Uma investigação da BBC trouxe à tona um problema alarmante: a grande maioria dos salões de jogos para adultos no Reino Unido não está aplicando de forma adequada os programas de autoexclusão destinados a ajudar pessoas com problemas de jogo a se afastarem desses ambientes. As descobertas geraram sérias preocupações entre os reguladores sobre a eficácia das medidas atuais de proteção para alguns dos indivíduos mais vulneráveis da sociedade.

Durante uma operação disfarçada realizada em Portsmouth, um repórter da BBC testou o sistema de autoexclusão e os resultados foram profundamente preocupantes.
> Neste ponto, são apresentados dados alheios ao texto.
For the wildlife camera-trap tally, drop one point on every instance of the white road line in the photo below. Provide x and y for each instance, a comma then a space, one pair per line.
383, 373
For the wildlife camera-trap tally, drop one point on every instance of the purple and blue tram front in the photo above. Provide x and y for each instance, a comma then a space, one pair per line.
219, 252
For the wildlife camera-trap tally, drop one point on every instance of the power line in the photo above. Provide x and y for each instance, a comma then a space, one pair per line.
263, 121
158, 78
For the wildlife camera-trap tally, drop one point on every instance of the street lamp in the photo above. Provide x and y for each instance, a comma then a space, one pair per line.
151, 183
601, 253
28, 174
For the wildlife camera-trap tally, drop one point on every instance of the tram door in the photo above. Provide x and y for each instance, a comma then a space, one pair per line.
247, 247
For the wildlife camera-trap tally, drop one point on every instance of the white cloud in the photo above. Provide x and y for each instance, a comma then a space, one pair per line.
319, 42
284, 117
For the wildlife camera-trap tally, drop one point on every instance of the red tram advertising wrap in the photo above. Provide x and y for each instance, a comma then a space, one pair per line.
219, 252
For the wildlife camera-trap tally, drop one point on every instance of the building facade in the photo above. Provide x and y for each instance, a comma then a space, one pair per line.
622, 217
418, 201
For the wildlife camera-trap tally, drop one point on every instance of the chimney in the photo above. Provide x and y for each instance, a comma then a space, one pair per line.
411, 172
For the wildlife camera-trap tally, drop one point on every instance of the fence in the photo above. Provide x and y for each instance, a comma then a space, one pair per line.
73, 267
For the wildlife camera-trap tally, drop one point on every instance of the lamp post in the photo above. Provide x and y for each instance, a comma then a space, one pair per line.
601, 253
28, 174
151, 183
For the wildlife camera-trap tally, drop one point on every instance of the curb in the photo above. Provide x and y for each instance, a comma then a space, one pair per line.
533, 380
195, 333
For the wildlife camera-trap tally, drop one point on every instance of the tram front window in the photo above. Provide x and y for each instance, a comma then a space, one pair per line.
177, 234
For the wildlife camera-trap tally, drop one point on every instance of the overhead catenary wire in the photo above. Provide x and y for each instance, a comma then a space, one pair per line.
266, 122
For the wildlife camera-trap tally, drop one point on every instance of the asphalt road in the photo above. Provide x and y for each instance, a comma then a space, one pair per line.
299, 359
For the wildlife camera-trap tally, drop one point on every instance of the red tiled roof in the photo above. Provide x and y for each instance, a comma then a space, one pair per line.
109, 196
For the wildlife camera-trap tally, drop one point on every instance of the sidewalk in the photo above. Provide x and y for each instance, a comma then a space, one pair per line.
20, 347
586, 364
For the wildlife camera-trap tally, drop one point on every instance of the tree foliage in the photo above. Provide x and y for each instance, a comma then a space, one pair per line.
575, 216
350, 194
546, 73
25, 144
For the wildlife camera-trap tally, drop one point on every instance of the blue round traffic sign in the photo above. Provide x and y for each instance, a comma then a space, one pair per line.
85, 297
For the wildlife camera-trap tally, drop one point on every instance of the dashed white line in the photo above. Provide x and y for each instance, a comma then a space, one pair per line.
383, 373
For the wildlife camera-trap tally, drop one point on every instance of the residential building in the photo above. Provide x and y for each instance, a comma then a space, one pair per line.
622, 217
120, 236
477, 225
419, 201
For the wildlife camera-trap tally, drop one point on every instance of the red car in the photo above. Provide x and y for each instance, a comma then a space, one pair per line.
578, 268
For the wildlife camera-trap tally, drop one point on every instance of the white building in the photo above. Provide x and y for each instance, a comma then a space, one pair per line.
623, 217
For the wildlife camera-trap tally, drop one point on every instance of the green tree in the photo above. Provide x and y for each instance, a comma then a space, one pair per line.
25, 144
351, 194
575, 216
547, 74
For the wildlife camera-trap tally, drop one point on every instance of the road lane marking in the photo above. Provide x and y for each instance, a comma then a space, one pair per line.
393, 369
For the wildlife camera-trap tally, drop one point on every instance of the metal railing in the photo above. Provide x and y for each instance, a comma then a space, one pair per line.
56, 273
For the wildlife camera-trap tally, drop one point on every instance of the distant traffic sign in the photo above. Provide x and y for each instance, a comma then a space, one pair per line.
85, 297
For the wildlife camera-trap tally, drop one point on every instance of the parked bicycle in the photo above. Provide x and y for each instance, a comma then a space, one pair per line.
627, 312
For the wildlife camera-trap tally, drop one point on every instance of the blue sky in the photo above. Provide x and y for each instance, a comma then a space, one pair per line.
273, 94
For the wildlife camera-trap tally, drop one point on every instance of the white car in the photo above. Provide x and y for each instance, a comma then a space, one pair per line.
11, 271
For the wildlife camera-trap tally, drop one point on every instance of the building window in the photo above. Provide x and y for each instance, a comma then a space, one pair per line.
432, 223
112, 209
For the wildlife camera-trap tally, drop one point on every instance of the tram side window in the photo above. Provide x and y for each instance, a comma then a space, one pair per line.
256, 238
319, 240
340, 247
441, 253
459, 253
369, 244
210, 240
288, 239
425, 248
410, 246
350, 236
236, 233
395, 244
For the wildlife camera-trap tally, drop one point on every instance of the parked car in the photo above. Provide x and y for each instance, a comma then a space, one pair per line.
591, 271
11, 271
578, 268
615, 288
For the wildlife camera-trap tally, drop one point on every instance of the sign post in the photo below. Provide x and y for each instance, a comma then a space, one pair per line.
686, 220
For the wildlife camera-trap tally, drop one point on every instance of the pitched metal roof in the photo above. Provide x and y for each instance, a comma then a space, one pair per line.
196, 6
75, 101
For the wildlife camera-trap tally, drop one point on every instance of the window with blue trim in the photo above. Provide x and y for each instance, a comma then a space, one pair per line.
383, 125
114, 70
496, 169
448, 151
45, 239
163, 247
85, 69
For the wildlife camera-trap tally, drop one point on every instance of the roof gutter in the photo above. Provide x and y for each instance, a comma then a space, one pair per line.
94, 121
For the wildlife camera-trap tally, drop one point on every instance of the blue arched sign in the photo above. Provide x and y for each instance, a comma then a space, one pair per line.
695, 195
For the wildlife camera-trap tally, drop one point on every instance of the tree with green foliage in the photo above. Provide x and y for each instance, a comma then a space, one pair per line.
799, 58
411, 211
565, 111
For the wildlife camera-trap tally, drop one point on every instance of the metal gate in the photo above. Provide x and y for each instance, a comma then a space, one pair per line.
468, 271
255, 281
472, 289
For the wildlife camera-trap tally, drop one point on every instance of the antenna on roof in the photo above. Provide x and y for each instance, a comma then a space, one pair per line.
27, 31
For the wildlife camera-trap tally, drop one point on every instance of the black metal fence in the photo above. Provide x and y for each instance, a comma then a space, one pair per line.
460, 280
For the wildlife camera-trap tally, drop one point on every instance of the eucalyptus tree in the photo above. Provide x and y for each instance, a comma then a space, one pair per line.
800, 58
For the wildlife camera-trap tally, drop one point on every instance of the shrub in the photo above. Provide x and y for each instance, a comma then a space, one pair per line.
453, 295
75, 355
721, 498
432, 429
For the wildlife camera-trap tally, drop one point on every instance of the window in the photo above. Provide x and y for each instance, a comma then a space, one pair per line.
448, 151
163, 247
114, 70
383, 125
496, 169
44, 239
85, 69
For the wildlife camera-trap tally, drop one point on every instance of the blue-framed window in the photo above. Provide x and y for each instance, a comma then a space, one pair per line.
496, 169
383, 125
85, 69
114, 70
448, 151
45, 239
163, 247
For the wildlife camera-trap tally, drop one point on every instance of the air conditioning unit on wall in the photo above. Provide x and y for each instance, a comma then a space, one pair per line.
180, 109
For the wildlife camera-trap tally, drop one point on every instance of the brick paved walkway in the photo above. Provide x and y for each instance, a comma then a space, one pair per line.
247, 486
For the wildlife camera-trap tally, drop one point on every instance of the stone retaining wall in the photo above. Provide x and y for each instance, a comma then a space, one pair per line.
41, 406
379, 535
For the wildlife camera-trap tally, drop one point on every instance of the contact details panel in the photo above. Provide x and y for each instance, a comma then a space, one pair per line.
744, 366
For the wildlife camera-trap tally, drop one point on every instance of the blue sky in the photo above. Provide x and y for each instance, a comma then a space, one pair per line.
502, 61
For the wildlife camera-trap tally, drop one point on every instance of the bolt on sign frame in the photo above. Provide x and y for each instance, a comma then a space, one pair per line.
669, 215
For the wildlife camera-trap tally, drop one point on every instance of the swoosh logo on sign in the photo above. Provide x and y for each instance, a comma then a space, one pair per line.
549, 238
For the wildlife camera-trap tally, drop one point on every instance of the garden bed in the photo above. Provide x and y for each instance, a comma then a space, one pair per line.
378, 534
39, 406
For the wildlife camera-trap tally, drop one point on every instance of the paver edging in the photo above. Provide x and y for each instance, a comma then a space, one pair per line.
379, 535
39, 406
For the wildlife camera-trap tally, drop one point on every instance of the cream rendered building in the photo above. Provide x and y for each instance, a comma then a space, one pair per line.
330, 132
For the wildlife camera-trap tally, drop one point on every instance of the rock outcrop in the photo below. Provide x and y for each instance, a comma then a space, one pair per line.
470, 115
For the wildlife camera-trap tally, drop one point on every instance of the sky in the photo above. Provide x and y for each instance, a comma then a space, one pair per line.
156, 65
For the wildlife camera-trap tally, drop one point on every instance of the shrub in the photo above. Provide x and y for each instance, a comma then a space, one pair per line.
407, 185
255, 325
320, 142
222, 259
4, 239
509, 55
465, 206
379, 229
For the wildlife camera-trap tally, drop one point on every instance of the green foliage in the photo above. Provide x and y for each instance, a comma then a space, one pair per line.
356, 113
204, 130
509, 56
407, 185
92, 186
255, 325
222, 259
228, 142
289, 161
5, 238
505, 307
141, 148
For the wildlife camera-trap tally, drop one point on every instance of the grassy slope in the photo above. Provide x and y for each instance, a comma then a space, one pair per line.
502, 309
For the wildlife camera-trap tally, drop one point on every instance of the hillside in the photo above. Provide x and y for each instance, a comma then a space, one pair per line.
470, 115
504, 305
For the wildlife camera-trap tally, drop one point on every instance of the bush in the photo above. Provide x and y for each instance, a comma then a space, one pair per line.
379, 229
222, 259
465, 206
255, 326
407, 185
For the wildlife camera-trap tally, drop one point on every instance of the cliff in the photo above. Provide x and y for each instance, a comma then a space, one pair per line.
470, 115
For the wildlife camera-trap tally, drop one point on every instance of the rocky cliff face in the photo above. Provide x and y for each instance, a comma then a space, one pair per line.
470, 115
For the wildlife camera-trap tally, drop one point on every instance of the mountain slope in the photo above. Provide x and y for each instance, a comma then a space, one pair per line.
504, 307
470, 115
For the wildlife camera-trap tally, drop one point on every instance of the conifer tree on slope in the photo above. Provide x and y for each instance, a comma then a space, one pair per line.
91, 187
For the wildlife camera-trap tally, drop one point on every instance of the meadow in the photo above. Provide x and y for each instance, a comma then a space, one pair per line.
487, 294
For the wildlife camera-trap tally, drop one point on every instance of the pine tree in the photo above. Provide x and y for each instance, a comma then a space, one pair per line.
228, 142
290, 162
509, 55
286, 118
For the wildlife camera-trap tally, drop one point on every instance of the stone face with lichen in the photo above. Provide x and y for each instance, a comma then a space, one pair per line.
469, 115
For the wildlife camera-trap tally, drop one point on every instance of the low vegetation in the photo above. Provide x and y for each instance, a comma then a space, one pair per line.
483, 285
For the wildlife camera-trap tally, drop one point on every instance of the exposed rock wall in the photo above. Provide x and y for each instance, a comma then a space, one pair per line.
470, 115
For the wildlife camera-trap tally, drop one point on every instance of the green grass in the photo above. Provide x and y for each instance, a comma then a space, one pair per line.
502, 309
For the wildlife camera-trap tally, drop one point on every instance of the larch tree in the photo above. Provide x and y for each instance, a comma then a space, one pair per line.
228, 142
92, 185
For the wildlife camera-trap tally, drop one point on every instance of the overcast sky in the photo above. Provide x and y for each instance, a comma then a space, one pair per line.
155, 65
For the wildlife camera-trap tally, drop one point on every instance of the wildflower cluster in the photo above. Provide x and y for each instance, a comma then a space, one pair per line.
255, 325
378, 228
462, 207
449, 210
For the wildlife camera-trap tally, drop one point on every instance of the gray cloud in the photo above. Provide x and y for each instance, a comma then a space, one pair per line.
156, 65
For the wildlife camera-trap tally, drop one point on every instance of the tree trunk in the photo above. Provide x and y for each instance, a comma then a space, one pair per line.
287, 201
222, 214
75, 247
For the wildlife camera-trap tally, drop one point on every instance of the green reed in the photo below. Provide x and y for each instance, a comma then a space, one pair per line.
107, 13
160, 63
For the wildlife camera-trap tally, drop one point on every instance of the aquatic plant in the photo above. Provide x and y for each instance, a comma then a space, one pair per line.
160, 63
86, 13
Após solicitar sua exclusão de todos os salões de jogos para adultos num raio de 40 quilômetros, ele conseguiu ser barrado em apenas um local: o Game Nation.

No entanto, de acordo com as orientações oficiais da Comissão de Jogos, esse primeiro alerta deveria ter sido comunicado automaticamente a todos os estabelecimentos da região.

O que aconteceu foi o oposto: o repórter conseguiu entrar livremente em outros 13 salões de jogos, sem qualquer tipo de questionamento, incluindo uma unidade da Merkur Slots, localizada a apenas 100 metros de onde havia feito o registro de exclusão.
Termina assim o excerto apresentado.